De maneira bastante simpática, Edna já iniciou nossa conversa se apresentando e com o objetivo de inspirar quem está assistindo com sua história de vida. Edna conta que, como a maioria dos brasileiros, ela vem de uma origem humilde e simples, que em sua época de adolescência havia a crença de que um curso técnico já fosse o suficiente para um filho de uma família humilde. Tal pensamento seria agregado ao fato de o curso técnico abrir portas com oportunidades de trabalho, e destaca: “Tanto que eu fiz dois né, o orgulho da mamãe”, brinca.

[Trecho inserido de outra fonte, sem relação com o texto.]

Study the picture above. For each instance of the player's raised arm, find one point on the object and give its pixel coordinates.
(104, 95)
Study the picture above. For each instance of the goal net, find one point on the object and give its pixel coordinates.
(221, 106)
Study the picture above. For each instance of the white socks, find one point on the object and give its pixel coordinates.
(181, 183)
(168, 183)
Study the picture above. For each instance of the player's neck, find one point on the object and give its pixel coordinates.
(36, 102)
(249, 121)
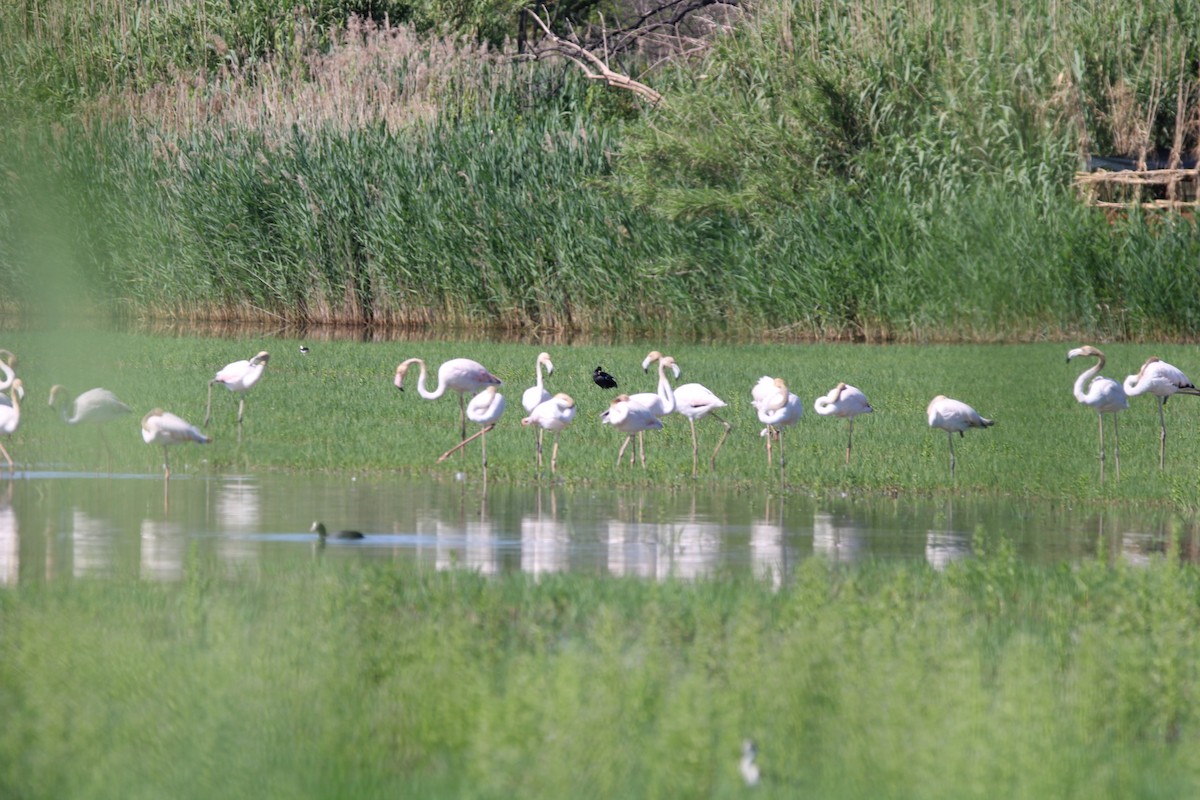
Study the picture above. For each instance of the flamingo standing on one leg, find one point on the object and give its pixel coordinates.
(160, 427)
(844, 401)
(461, 376)
(1162, 380)
(238, 377)
(553, 415)
(629, 417)
(95, 407)
(695, 402)
(10, 416)
(537, 395)
(954, 416)
(485, 409)
(778, 408)
(1104, 395)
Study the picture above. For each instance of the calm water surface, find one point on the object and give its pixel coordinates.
(55, 525)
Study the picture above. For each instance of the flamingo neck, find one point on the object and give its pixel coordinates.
(1085, 377)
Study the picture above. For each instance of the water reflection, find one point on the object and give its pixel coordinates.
(88, 527)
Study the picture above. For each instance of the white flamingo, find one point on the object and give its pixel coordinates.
(485, 409)
(695, 402)
(844, 401)
(10, 416)
(555, 414)
(160, 427)
(537, 395)
(94, 407)
(461, 376)
(954, 416)
(778, 408)
(1104, 395)
(1162, 380)
(238, 377)
(630, 419)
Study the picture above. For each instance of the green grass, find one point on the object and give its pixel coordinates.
(327, 680)
(336, 409)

Seguindo na trilha do trabalho na adolescência, complementa: “Porque realmente isso acontece (conseguir empregos devido aos cursos técnicos), só que em algum momento, nos estabilizando, nós paramos naquilo e paramos de evoluir profissionalmente” aponta Edna, “mas naquele momento eu não tinha consciência disso, eu só fui perceber na minha fase adulta e, naquela época, nós começávamos a trabalhar muito cedo, entre 14 e 15 anos”, inicia Edna ao contar sua história de vida.
“O trabalho tão cedo não só era permitido como era estimulado e isso está ligado a uma questão de crença de cultura, na verdade as pessoas acreditavam que aquilo era importante para que aquele jovem tivesse uma carreira, tivesse um trabalho que pudesse lhe trazer o sustento necessário, o mínimo necessário para que ele tivesse uma vida confortável“, completa Edna.
“Isso, com a minha maturidade, com a minha evolução, foi me fazendo pensar que naquela época eu nunca tinha entrado em uma instituição de ensino superior para perguntar quanto custava para fazer um curso ou fazer um cursinho para tentar entrar numa instituição pública“, comenta, “então eu refletia, eu pagava meu curso técnico porque eu achava que não poderia pagar uma faculdade, afinal de contas já trabalhava e me sustentava“.
“Desde que meus filhos eram muito pequenos, eu estabeleci que o ensino superior seria para todos e que não haveria discussão de se ‘faria ou não’, a discussão, na verdade, seria de quantos e o que poderia ser feito, isso ficaria a cargo deles”, comenta Edna sobre a liberdade que daria aos filhos na escolha de seus estudos superiores para que eles mesmos pudessem construir sua história de vida.
“Tudo isso também fez com que eu tomasse a decisão de retomar meus estudos, de fazer a faculdade de administração já com uma idade mais madura, com 36 anos” Edna destaca esse importante passo em sua história de vida. “Isso transformou a minha família porque no ano seguinte o meu esposo, aos 39 também, começou a faculdade de arquitetura”, revela sobre a influência de uma atitude no meio familiar.
“Então nós abraçamos essa causa e fomos juntos, na verdade, a nossa casa parecia mais uma república”, Edna brinca, “vocês podem imaginar, mas nós nos apoiávamos, quem tinha tempo cuidava de alguma coisa da casa e quem não tinha ficava estudando, ficava fazendo trabalho”, ela aponta sempre o apoio familiar em sua história de vida.
“Eles comemoraram comigo as conquistas e até hoje nós todos nos beneficiamos disso”, aponta a professora, “porque é lógico que toda aquela dificuldade que nós passamos durante os estudos foram superadas, porque conforme eu evoluo na carreira, também tenho uma melhora financeira, e essas dificuldades levam a gente a buscar soluções e não desanimar, ficar sentado no sofá reclamando.”
“Eu tenho uma dificuldade, eu entendo essa dificuldade e busco meios para solucioná-la para superá-la, e é isso que faz com que a gente saia do lugar, é isso que faz com que a gente se sinta motivado para continuar, para não desistir, para ir em frente.”